In this situation, the idea of patient-centered care will undoubtedly be focal point for diverging definitions of what constitutes such care. That in the struggle over such definitions patients may not be the real focus is possible. On the other hand, given the power advantage of management to regular employees, it is unlikely that their way of defining PCC will be on the same level as management’s definition. The same could be said of patient-advocate groups. Even if her intent is different, Ms. Kreindler’s assumption papers over differential power relations–to the advantage of management undoubtedly.

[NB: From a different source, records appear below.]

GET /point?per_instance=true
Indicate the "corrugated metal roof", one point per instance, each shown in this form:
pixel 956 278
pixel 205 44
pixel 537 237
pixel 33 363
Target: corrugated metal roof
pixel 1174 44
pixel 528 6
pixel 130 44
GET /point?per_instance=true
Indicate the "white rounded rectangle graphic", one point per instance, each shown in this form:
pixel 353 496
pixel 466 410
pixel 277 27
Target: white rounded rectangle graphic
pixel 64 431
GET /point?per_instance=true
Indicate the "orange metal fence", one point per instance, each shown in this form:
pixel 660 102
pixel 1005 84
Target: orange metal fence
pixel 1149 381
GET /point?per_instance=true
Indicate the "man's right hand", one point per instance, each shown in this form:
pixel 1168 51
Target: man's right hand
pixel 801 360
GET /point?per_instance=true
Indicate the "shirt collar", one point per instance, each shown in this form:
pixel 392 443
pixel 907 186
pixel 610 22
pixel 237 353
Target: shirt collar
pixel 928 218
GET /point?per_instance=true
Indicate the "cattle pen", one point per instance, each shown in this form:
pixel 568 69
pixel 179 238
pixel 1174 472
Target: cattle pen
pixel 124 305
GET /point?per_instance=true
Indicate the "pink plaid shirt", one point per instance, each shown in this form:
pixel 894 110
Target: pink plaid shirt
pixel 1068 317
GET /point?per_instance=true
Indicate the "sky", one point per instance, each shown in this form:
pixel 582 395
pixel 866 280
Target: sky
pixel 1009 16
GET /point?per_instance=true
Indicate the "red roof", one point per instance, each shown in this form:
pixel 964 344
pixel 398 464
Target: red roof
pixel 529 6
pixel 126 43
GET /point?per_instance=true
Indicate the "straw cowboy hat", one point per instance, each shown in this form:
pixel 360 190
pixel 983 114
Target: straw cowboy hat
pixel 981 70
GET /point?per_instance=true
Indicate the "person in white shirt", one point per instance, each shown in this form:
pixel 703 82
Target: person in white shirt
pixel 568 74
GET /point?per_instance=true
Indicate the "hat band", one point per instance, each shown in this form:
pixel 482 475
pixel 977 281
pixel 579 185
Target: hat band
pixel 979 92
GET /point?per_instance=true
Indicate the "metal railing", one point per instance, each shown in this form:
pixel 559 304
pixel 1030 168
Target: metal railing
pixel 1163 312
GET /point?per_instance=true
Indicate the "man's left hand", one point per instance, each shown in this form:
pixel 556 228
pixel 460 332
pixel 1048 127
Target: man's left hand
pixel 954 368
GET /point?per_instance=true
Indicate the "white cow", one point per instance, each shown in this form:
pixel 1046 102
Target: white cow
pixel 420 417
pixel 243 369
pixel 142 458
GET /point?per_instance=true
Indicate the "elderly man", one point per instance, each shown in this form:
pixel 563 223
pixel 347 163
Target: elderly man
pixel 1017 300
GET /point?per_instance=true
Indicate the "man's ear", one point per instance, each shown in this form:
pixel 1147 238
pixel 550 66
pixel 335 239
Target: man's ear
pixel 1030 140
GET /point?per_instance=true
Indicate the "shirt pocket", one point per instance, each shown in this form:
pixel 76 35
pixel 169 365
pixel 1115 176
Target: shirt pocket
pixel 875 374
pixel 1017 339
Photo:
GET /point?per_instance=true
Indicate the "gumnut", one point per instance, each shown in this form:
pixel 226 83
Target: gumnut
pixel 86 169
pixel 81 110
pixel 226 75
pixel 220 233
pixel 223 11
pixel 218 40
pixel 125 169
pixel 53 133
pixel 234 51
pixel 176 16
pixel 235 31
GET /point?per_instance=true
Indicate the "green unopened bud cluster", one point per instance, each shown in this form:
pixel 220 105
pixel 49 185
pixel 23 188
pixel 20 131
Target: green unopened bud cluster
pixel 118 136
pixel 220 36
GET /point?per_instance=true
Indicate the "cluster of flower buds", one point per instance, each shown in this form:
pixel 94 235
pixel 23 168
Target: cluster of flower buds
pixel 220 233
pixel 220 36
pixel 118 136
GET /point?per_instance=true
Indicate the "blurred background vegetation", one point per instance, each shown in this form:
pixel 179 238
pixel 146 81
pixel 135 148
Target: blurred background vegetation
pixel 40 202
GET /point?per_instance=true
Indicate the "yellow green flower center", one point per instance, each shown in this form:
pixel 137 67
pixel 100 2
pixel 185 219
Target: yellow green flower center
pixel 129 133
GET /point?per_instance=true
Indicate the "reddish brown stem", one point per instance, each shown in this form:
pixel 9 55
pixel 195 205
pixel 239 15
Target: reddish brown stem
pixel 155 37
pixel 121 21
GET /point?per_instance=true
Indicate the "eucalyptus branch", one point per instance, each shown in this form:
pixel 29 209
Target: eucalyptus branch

Another silence in focusing on PCC is the need to look at the relation between health care and prevention of sickness, injury and disease. In a socialist society, health care would still be important. From  Calum Paton (1997),  (pages 205-216), “Necessary Condtions For A Socialist Health Service,” in Health Care Anal., volume 5, page 209:

A socialist health service in a non-socialist society may be forced to stress care and rescue rather than prevention, health maintenance or the promotion of better health and more equal health status. Nevertheless this may be an important role. Even in a utopian society of perfect health promotion and prevention, people are more likely to die of more complex comorbidities at a later stage in the life cycle. The concept of substitute mortality and morbidity is useful here. 5 As a result simplistic trade-offs which suggest that ‘the more primary care there is, the less secondary care will be necessary’, are unlikely to be true either in the here and now or in the perfect society.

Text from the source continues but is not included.